Single and double quotes can both be used to create strings: 'science' and "science" are identical expressions. Double quote are often preferred because they allow you to include apostrophes inside of strongs.

In [None]:
"data's science"

The **str** function returns a string representation of any value.

In [None]:
"That's " + str(1+1) + ' ' + str (True)

In [None]:
3.14

In [None]:
str(3.14)

In [None]:
type(3.14)

In [None]:
type(str(3.14))

In [None]:
"That's " + "2" + ' ' + str (True)

In [None]:
type("2")

## Comparisons

Boolean values most often arise from comparison operators. Python includes a variety of operators that compare values.

Note: In computer science, a boolean is a data type that has two possible values: it is either true, or false. It is named after the English mathematician and logician George Boole, whose algebraic and logical systems are used in all modern digital computers.

In [None]:
3 > 1+1

The value **True** indicates that the comparison is valid.

- Less than <
- Greater than >
- Less than or equal <=
- Greater than or equal >=
- Equal ==
- Not equal !=

Write a code to validate "the average of x and y is between the smaller number and the larger number."

In [None]:
x=12
y=5
min (x, y) <= (x+y)/2 <= max(x, y)

Strings can be compared, and their order is alphabetical. A shorter string is less than a longer string that begins with the shorter string.


In [None]:
"Dog" > "Catastrophe" > "Cat"

# 5. Sequences

## Arrays

Values can be grouped together into collections. By grouping values together, we can write code that performs a computation on many pieces of data at once. Calling the function **make_arrary** on several values place them into an **_array_**.
Array is a kind of sequential collection.

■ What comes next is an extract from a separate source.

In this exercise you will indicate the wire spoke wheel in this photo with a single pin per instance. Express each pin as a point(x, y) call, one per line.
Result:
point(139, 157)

### Installation of datascience module

Up to here, we only used built-in functions. From here, we will need to install [datascience module](https://github.com/data-8/datascience) to use advanced functions, for example, **_make_array_**.



In [None]:
pip install datascience

Now import all of the datascience modeule

In [None]:
from datascience import *

In [None]:
array = make_array(1,2,3,4)
array

In [None]:
len(array)

In [None]:
array.size

In [None]:
sum(array)

In [None]:
array.sum()

In [None]:
sum(array)/len(array)

In [None]:
array.mean()

In [None]:
5*array + 2

### Functions on Arrays

The **numpy** package, abbreviated **np** in programs, provides Python programmers with convenient and powerful functions for creating and manipulation arrays. 

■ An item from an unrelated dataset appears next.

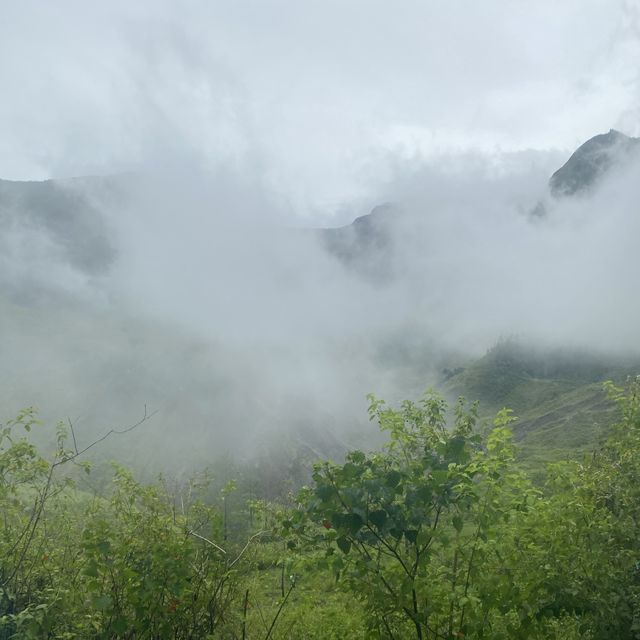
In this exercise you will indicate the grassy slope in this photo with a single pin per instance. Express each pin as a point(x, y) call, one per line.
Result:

First, import the numpy package.


In [None]:
import numpy as np

Numpy has many useful functions. Here are some examples:

In [None]:
np.prod(array) # Multiply all elements together

In [None]:
np.sum(array) # Add all elements together

In [None]:
np.cumprod(array) # a cumulative product: for each element, multiply all elements so far

In [None]:
np.exp(array) # Exponentiate each element

In [None]:
np.log(array) # Take the natual logatithm of each element

Here is [the full lists of Numpy functions](https://docs.scipy.org/doc/numpy/reference/).


## Ranges

A range is an array of numbers in increasing or decreasing order, each separated by a regular interval.

Ranges are defined using the **np.arange** functions, which takes either one, two, or three arguments: a start, and end, and a 'step'.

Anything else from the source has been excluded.